Velasco afirma que a disputa entre eleitores "é uma disputa de modelos, não uma polarização simplesmente ideológica". Ele destaca que a sociedade civil argentina é "mais aguerrida e atuante do que a brasileira, e tem agendas mais avançadas em questões de direitos das mulheres e direitos humanos".

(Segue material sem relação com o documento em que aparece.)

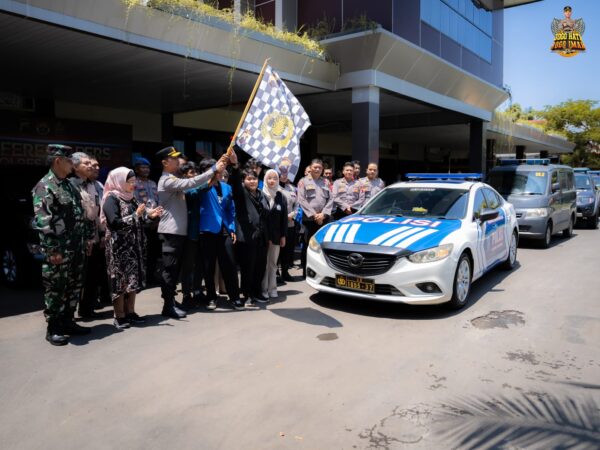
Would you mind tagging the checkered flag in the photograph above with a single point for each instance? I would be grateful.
(274, 124)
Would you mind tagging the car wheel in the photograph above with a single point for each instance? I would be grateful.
(547, 236)
(568, 232)
(462, 283)
(511, 259)
(593, 222)
(12, 267)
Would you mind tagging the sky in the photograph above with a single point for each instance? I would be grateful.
(538, 77)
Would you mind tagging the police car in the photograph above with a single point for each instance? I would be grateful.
(423, 241)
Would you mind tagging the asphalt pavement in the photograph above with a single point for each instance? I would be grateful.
(519, 367)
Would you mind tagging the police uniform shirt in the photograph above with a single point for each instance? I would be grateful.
(346, 194)
(369, 188)
(314, 196)
(291, 196)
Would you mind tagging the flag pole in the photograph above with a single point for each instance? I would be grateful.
(250, 100)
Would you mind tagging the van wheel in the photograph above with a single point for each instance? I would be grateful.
(511, 259)
(462, 283)
(568, 232)
(547, 236)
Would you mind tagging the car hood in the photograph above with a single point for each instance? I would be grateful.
(410, 233)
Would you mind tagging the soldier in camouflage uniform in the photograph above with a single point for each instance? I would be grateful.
(64, 233)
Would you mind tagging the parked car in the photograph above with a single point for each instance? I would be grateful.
(588, 200)
(543, 195)
(419, 242)
(20, 253)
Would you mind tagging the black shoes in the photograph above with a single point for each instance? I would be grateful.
(135, 319)
(74, 329)
(238, 305)
(172, 311)
(121, 323)
(55, 334)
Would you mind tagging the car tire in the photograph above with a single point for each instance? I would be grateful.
(593, 222)
(12, 267)
(461, 286)
(568, 232)
(547, 239)
(511, 259)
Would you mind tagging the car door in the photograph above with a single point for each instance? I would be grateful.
(496, 241)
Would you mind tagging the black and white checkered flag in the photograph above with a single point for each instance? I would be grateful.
(274, 124)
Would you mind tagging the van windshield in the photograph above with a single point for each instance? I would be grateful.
(582, 181)
(528, 182)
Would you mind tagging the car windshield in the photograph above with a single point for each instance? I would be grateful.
(583, 182)
(420, 201)
(518, 182)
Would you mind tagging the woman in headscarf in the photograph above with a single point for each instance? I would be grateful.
(277, 221)
(125, 243)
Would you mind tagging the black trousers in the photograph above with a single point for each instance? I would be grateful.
(95, 281)
(311, 228)
(154, 250)
(286, 255)
(252, 258)
(192, 268)
(172, 256)
(219, 247)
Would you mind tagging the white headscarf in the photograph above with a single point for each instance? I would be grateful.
(268, 192)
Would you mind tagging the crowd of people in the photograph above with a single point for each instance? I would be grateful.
(204, 222)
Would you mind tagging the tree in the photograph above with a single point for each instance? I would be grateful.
(579, 120)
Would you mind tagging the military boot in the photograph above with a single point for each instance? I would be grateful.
(54, 333)
(74, 329)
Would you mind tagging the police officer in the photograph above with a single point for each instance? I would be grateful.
(173, 222)
(371, 184)
(64, 232)
(314, 197)
(346, 193)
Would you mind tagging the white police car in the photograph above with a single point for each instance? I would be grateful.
(421, 242)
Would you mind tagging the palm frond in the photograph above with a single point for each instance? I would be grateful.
(525, 421)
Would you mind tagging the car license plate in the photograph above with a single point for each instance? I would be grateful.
(355, 284)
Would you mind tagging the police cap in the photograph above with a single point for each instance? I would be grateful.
(59, 150)
(167, 152)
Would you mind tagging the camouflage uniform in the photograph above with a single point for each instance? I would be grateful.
(60, 219)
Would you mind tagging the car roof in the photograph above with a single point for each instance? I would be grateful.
(448, 184)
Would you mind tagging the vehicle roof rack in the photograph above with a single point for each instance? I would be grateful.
(445, 176)
(529, 161)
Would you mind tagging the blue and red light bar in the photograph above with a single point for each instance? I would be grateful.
(445, 176)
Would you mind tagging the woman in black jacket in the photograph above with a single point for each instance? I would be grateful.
(275, 232)
(250, 218)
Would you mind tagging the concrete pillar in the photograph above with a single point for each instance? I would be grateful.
(476, 147)
(286, 14)
(365, 125)
(166, 135)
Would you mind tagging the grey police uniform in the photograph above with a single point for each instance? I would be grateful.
(346, 195)
(369, 188)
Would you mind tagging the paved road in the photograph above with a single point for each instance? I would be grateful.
(319, 372)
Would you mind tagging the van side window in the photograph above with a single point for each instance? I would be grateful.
(491, 198)
(479, 204)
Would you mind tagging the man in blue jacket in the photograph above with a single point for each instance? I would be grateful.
(217, 236)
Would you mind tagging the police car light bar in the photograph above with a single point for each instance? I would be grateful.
(516, 162)
(445, 176)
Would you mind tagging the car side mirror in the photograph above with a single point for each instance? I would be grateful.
(488, 214)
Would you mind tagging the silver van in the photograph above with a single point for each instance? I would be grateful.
(543, 194)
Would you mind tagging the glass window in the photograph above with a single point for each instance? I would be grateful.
(491, 198)
(479, 204)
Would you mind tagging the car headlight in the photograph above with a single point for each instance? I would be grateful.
(585, 200)
(536, 212)
(431, 254)
(314, 245)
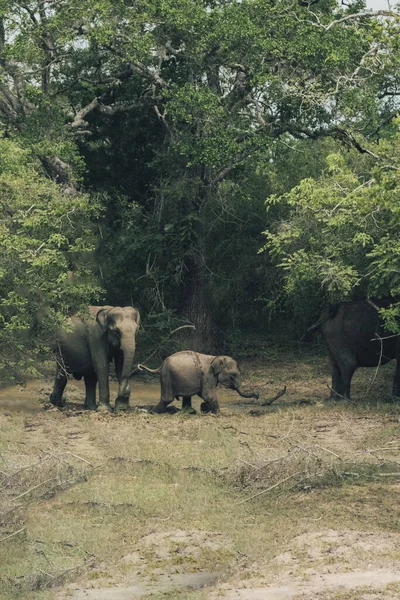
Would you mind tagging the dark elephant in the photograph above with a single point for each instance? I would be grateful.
(185, 374)
(87, 345)
(355, 337)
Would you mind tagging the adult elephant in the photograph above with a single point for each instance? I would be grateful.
(186, 373)
(354, 335)
(87, 345)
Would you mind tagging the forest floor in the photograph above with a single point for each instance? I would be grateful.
(296, 500)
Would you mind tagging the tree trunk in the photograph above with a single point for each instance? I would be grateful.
(196, 308)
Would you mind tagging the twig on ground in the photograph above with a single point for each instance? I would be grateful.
(234, 428)
(270, 488)
(79, 458)
(12, 534)
(33, 488)
(327, 450)
(371, 383)
(278, 395)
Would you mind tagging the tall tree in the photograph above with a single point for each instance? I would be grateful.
(216, 85)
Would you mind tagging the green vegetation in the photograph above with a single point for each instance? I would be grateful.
(228, 164)
(107, 500)
(140, 143)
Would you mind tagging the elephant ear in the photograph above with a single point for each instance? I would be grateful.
(101, 319)
(216, 364)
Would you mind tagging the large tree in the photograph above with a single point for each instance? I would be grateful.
(197, 95)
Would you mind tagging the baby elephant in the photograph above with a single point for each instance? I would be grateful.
(185, 374)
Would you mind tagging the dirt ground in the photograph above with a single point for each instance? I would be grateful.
(296, 500)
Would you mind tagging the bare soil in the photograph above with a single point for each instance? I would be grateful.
(298, 499)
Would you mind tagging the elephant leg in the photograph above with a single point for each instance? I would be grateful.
(124, 392)
(396, 381)
(90, 399)
(347, 365)
(210, 404)
(337, 389)
(187, 405)
(101, 369)
(161, 406)
(167, 394)
(60, 382)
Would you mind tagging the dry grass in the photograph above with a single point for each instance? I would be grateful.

"Não há aquela divisão tão clara entre conservadores e não conservadores. O Milei é algo diferente, porque ele tem uma agenda mais conservadora em alguns pontos, mas é libertário em outros. Defende a venda de órgãos, já chegou a falar da venda de crianças, coisas bem bizarras que assustam os conservadores. Ele não é ligado à agenda evangélica, por exemplo. Então, não é a aquela polarização que vimos no Brasil ou que se vê em outras partes do mundo, entre uma agenda conservadora de costumes e uma agenda mais progressista."
Ariel concorda que há um processo de polarização, mas destaca que a diferença é que no Brasil "a direita tradicional entrou em crise com o surgimento da extrema-direita", enquanto na Argentina a direita tradicional ainda tem fôlego entre eleitores.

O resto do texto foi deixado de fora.